The journalist challenged the soon-to-be graduates with a rallying cry: “Fight for something that goes beyond your immediate self-interest. Something that pisses you off, that you feel must change. Work in some way – big or small, within your profession or outside of it – to do something about it. “
Nazario recounted a three-month reporting journey when she rode on top of freight trains from Central America through Mexico with children making the treacherous trip to the US She described in moving terms how residents of Veracruz, Mexico, ran alongside the passing trains to help the migrating children however they could.
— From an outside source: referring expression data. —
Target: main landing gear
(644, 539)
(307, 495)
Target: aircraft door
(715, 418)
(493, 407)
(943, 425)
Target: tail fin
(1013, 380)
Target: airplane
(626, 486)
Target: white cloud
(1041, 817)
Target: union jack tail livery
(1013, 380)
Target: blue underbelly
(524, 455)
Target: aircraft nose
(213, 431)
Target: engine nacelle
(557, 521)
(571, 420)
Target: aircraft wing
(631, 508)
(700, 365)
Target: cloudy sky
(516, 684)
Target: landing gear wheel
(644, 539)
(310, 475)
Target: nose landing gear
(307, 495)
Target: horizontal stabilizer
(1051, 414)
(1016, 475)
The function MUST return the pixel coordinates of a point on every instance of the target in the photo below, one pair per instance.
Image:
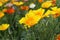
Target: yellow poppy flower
(47, 13)
(46, 4)
(1, 14)
(4, 26)
(17, 3)
(39, 12)
(1, 3)
(57, 12)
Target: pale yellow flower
(47, 14)
(4, 26)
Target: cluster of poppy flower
(33, 16)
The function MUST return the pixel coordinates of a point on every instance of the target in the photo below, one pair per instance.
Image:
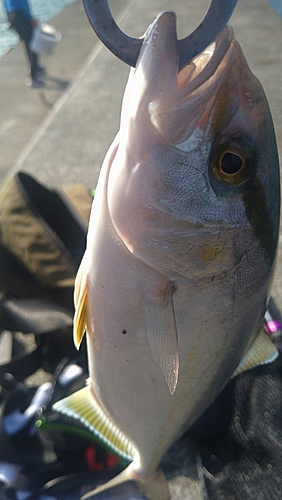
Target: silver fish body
(181, 247)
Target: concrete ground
(60, 135)
(67, 143)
“They lived in these little wood shacks. They made a dollar a day. They could barely feed their own children. But when they heard that train whistle, they ran out of their humble huts with bundles of food in their arms, ”Nazario said. “They would wave and smile and shout. They threw bread, tortillas, whatever fruit was in season. … No food? They gave tap water. No water? They lined up with their hands in prayer as that train passed by. “
One woman Nazario met in Veracruz, Maria, “who was well into her hundreds,” made a special impression. “Maria told me, ‘If I have one tortilla, I will give half away. I know God will bring me more. ‘ The food throwers showed me that day I had a choice. I can react to people, strangers in need before me, with fear, even hatred. Or I could choose to live with an open heart. “
“As you leave here today, that awesome diploma in hand, I hope you ask yourself what would you like to see change? Gets your blood boiling? How can the skills and critical thinking you gained at Rice help you figure this out? ” Nazario said. “Gen Z is ‘the cause generation,’ so you’ve got this, right?
“Go to a school, a prison, an animal shelter, a voting booth, a homeless shelter,” she continued. “If those poor people in Mexico can do it, I know you can find half a tortilla and give it away.”
Addressing the commencement crowd one final time Saturday, Leebron reiterated his gratitude for each and every member of the Rice community. He lauded their contributions to making the university such a warm and welcoming institution for the nearly two decades since he and his family left their lives in New York City behind, heading to the humid Gulf Coast for a new adventure.
“To our extraordinary students, graduate and undergraduate: Thank you,” Leebron said. “You have been a constant inspiration during these years. I ask only that you never underestimate what you can achieve. “
He extended his thanks “to our remarkable faculty, for showing us constantly that the world can indeed be changed through advancement of learning and of knowledge, and to our dedicated staff, who make possible everything that we do as both students and faculty.”
“Ping and I thank all of you from the bottom of our hearts for these last remarkable 18 years. Thank you, ”Leebron said, visibly overcome with emotion.
The festivities were two days of joyful tears, jubilation and exultation from students who never could have predicted the global pandemic that made their years at Rice so uniquely challenging.
But one indelible moment in particular stands out. After hundreds of graduating seniors were recognized by Leebron Friday night, only one student remained: Mei Leebron, the outgoing president’s daughter, the proud Duncan College member and Visual and Dramatic Arts major who grew up inside the hedges before attending the school her parents have served for most of her life.
The Leebrons wrapped their arms around each other, sharing a few private words as the crowd applauded. The fireworks show that followed was a thrilling sendoff. But more stirring than the pyrotechnics was the sight of Rice’s president and one special student, a father and daughter in loving embrace before a crowd of graduates ready to inherit the world.